В 1950 году, окончив школу с серебряной медалью, я нацелился поступить на физический факультет Ленинградского ордена Ленина Государственного Университета имени Андрея Александровича Жданова. Я мечтал заниматься атомной физикой и не скрывал этого. Меня не приняли. Коллоквиум прошло в общей сложности три-четыре десятка медалистов, отказано было всего лишь двоим – мне и еще какой-то девушке, фамилия которой ассоциируется у меня сегодня с фамилией «Эйнштейн».
В 1955 году, когда я заканчивал матмех того же Университета (краснодипломник, комсомолец, спортсмен и в каком-то смысле даже красавец), весенним ясным утром отозвал меня в сторонку мой приятель. «Ты в аспирантуру собираешься? – спросил он. – При кафедре?» – «Да, – сказал я, уже предчувствуя недоброе. – Сказали, что возьмут». – «Не возьмут, – отрезал он. – И не надейся». – «А ты откуда знаешь?» – «Случайно подслушал. В деканате». – «Но почему?!!» – возопил я (краснодипломник, комсомолец и почетнодосочник). «Потому что – еврей», – это прозвучало, как приговор. Это и было приговором.
В 1962 году мы, братья Стругацкие, уже опытные литераторы, уже достаточно известные – по крайней мере среди любителей жанра, авторы четырех книг, подали заявление в Союз писателей СССР. За нас хлопотали авторитетные по тем временам люди: Кирилл Андреев, Ариадна Громова, Николай Томан, но в Союз нас не приняли ни по первому, ни по второму заходу. Членам приемной комиссии не нравилось: что мы фантасты; что мы пишем в соавторстве; что мы живем в разных городах… Но не это, как узнали мы пару лет спустя, было главным. Члены приемной комиссии не полюбили нас за то, что мы, Натановичи, пишемся в анкетах русскими. Члены ПК-евреи видели в этом недостойное отступничество, члены ПК русские рассматривали это как стремление пролезть и устроиться, «характерное для данной нации»…
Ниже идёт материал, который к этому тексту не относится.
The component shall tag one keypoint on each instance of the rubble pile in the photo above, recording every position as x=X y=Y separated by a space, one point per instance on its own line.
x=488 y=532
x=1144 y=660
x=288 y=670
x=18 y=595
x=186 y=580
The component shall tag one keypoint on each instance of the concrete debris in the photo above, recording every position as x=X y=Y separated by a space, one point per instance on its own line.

В середине 70-х один из диссидентов-правозащитников, вырвавшихся за рубеж, давая в Нью-Йоркском аэропорту первое интервью, на вопрос «Существует ли в СССР дискриминация евреев?» ответил: «Да. Но изощренная». Он имел в виду, что государственный антисемитизм в СССР всегда был и остается государственной тайной. Со всеми вытекающими отсюда последствиями.
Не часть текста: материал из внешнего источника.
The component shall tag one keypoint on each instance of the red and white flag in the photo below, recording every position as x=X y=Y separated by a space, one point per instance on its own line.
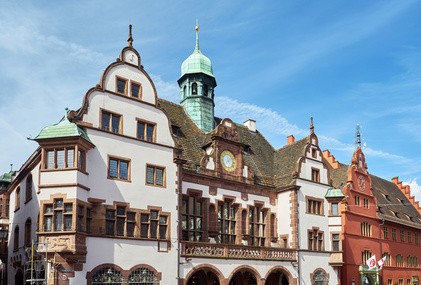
x=381 y=262
x=371 y=262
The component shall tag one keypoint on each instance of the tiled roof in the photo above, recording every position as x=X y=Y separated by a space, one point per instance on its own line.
x=260 y=159
x=63 y=129
x=392 y=203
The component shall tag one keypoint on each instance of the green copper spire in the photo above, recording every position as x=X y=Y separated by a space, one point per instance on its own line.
x=197 y=62
x=197 y=84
Почему меня не взяли на физфак в 1950 году? Тогда мама моя до такой степени была убеждена в том, что причиной этому – исключение моего отца из партии летом 1937 года и расстрел дяди весною того же года, что даже не пошла на физфак выяснять, в чем дело и почему.
Разумеется, такую причину исключать тоже нельзя. Но если вспомнить, что это – 1950-й, борьба с космополитизмом в разгаре, а все выпускники физфака идут в закрытые институты и лаборатории делать водородную бомбу…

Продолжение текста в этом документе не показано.